I resisted the temptation to solo a route or two - I had deliberately left my rock boots behind as I knew I would be lured in, and really needed the time. Although it was sunny it was still pretty cold in the wind and nobody was climbing with a rope, although as always the sheltered Plantation boulders were busy. The only person on the edge itself was well-known Irish climber Niall Grimes, and even he was round on the far end where it swings round to face south.


Burbage North Edge

Burbage North


Across the Ringinglow road I made good time round the top of the Burbage Valley, along the top of the North and South Edges, then dropped in to the Fox House for the loo and a pint. This was probably a mistake as it was the first time I started to feel tired. Even the easy stroll through Longshaw seemed hard work, until the low winter sun lighting up Carl Wark and Higgar Tor livened me up again.


Higgar Tor from Longshaw

Higgar Tor from Longshaw


Passing the now walled up Froggatt Barn brought back memories of dossing in it on climbing trips back in the late 80's/early 90's. As it was close to both pub and crags it was very popular at weekends. A brief up and down led to the flat walk along the top of Froggatt, but my legs were telling me that I'd come a long way. The light effects off to the west were a good distraction though.


Winter light, Froggatt

"....a good distraction"


Crossing the crest at the north end of Curbar was another landmark, with a gentle descent afterwards to the rapidly emptying car park at Curbar Gap. As well as getting dark it was now drizzling gently so I cut across past the Eagle Stone rather than going out to the end of Baslow Edge. Reputedly Baslow lads had to climb this before they were allowed to marry, though given that climbers have never had a reputation as dependable pillars of society I'm not sure what that was supposed to prove 😄.

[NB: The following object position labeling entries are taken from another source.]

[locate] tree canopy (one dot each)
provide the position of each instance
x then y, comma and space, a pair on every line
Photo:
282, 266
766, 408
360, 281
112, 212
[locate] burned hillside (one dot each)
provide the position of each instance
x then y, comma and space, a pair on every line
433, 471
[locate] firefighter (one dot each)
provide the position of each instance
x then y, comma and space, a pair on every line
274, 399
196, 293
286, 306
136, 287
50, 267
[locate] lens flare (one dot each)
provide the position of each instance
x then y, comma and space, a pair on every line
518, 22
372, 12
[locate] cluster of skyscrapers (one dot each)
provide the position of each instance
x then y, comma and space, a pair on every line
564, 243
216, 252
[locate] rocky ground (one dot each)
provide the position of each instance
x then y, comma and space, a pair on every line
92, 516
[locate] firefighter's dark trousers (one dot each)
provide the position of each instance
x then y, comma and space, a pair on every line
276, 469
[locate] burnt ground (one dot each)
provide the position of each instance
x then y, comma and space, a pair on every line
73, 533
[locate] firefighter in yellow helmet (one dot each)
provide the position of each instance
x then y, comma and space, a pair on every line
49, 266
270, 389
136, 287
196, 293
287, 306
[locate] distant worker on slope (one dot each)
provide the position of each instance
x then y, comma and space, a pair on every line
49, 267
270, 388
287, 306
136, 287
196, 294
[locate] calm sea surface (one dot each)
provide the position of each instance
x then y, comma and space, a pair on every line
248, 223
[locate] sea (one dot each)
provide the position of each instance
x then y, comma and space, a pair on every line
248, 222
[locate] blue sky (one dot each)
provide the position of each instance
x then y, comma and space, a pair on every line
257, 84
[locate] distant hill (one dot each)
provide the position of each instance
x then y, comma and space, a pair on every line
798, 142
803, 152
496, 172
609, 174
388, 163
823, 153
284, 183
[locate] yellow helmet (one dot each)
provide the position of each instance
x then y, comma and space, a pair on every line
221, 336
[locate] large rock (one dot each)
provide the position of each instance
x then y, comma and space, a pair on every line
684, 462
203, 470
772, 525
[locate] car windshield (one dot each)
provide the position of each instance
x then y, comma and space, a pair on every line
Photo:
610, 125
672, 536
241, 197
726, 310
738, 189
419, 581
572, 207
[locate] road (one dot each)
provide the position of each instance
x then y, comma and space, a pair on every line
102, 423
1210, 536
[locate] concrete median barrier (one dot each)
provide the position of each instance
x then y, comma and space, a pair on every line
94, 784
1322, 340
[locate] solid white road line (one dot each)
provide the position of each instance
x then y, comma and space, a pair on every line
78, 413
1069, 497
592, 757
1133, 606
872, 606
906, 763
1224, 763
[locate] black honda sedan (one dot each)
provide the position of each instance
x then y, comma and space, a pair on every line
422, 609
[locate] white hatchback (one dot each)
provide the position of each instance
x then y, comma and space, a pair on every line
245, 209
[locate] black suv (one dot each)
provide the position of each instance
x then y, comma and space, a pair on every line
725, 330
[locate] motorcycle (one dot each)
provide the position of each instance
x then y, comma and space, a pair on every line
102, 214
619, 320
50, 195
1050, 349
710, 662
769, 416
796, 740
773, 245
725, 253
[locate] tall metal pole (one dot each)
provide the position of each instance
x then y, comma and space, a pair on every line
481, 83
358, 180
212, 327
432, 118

Baslow Edge from Curbar Edge

Baslow Edge from Curbar Edge


Although it was well after sunset the paths are so good that I didn't need a head torch until I went back out onto the moorland behind Gardom's Edge. This section of path is pretty boggy and despite the snow showers earlier it wasn't frozen, and I had to wander around a bit to avoid being ensnared. It wouldn't have felt right to miss out the trig point on Birchen Edge, so on reaching the scrubby birch woodland at the saddle I cut off the path to go up onto the skyline. In the dark the route up wasn't obvious, but if I held the torch in my hand as opposed to having it on my head I could still get a sense of the shape of the landscape.


Birchen Edge

The path up onto Birchen in daylight


From the trig it was easy walking underfoot along the top of the Edge, with a moon somewhere behind the clouds, but the steep descent into the woods at the end needed care. From there it was back onto the pedestrian motorway and I was soon at the Robin Hood. It was 6.20, and I had arranged with a local taxi for a lift at 7/7.30 ish. I had said that I would give him an hour's notice, so the timing was perfect, giving me plenty of time for food and a pint in the pub. Strangely the taxi driver had never been up to the end of the reservoir road before, despite being born and bred locally. He was quite taken with it, planning to come back in daylight with his wife. I got home about 9pm, so a bit over 12 hours door to door, while the actual walk had taken 8 hrs 45 mins, about an hour under the Naismith time. As a decrepit old codger I was quite pleased with that. A great day out, one of my best days of last year.